- Born: United Kingdom
- Occupations: Poet, writer
- Writing career
- Language: English
- Genre: Poetry
- Website: donnaashworth.com

= Donna Ashworth =

Scottish poet

Donna Ashworth is a Sunday Times best-selling Scottish poet. She came to prominence in 2020 when her poetry about the UK's COVID-19 lockdown was read in a viral video to raise money for the NHS. She has subsequently been credited with helping poetry sales reach record levels in the UK, with UK print sales of Ashworth's books nearing half a million as of 2026.

==Career==
During the UK's first COVID-19 lockdown in 2020, Ashworth started sharing her poetry on a feminist blog she had run since 2017. Before then, she had primarily shared only others' inspirational quotes.
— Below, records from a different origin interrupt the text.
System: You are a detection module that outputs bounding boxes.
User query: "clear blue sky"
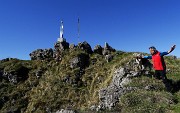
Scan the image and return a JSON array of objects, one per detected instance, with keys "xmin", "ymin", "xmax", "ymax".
[{"xmin": 0, "ymin": 0, "xmax": 180, "ymax": 59}]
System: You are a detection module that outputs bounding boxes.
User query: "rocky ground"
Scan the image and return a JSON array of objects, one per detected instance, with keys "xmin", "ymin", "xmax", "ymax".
[{"xmin": 0, "ymin": 41, "xmax": 180, "ymax": 113}]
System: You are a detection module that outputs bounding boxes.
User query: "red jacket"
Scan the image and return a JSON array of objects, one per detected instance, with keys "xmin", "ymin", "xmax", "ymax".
[{"xmin": 152, "ymin": 51, "xmax": 166, "ymax": 70}]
Her poem about this period, "History Will Remember When the World Stopped", became popular online, including being read by celebrities in a video to raise money for the NHS. This prompted her to self-publish a pamphlet of lockdown poems on Amazon.

Her second self-published volume, To the Women, sold 100,000 copies, leading her to sign with Bonnier in 2021. A revised edition of To the Women, containing 70 new poems, was published in 2025 by Scottish independent publishing house Black & White. It was shortlisted for the 2025 Books Are My Bag Readers' Awards.

Black & White acquired the rights to Ashworth's Wild Hope, which was published in September 2023. She finished the year with three titles in the top five of the poetry book chart and a further two in the top twenty, with total hardback sales around 70,000 books.

In March 2024, Ashworth signed a deal to publish a further five books with Black & White. As of March 2024, Ashworth's Wild Hope had been in The Sunday Times best-seller chart for eleven weeks and was credited with being partially responsible for 2023 being the best year for British poetry sales since records began.

According to The Bookseller, Ashworth's total sales in 2024 were "just under" £827,000. This made her, for the third year in a row, the UK's bestselling living poet. Wild Hope and Ashworth's 2024 title Growing Brave were the two bestselling titles by volume in the Nielsen BookScan Poetry Texts & Poetry Anthologies category for the year.

The Times reported Ashworth's total print sales in the UK to be "nearly half a million" in April 2026. She also has a line of charity merchandise including mugs, beanies and tote bags.

==Style==
Ashworth has been described as an Instagram poet, with The Observer calling her "a cheerleader of Instapoetry". The Telegraph said the uplifting themes of her poetry "work like motivational Post-It notes". Ashworth herself has described her work as "self help in poetry" and agrees that "a lot of what I say is cheesy", while fans have said her writing is "like a warm hug". The Economist described her work as feeling "like ChatGPT has been asked to produce inspirational fridge magnets".

Susie Goldsbrough, writing for The Times, described Ashworth, along with Len Pennie and Harry Baker, as being "Pot Noodle poetry": providing instant comfort and design to be consumed in "digestible spoonfuls" on Instagram.

==Personal life==
Ashworth was born in a small village near Stirling, Scotland. She attended Glasgow University, studying film, theatre studies and Italian. She left university due to anxiety, partly attributed to the death by suicide of a fellow student and the recent murder of James Bulger. "I often respond to [other people’s tragedies] by catastrophising them. So I left all my stuff in the middle of the night and went back home to my mum". She had previously struggled with anorexia in her teens.

She attempted to enter the music industry, singing on cruise ships and moving to Manchester for a management contract. When she did not secure a record contract, she transitioned to magazine journalism.

She is married to Robert Ashworth, former producer of soap opera Coronation Street, with whom she has two sons, Felix and Brodie. She is based in Stirling.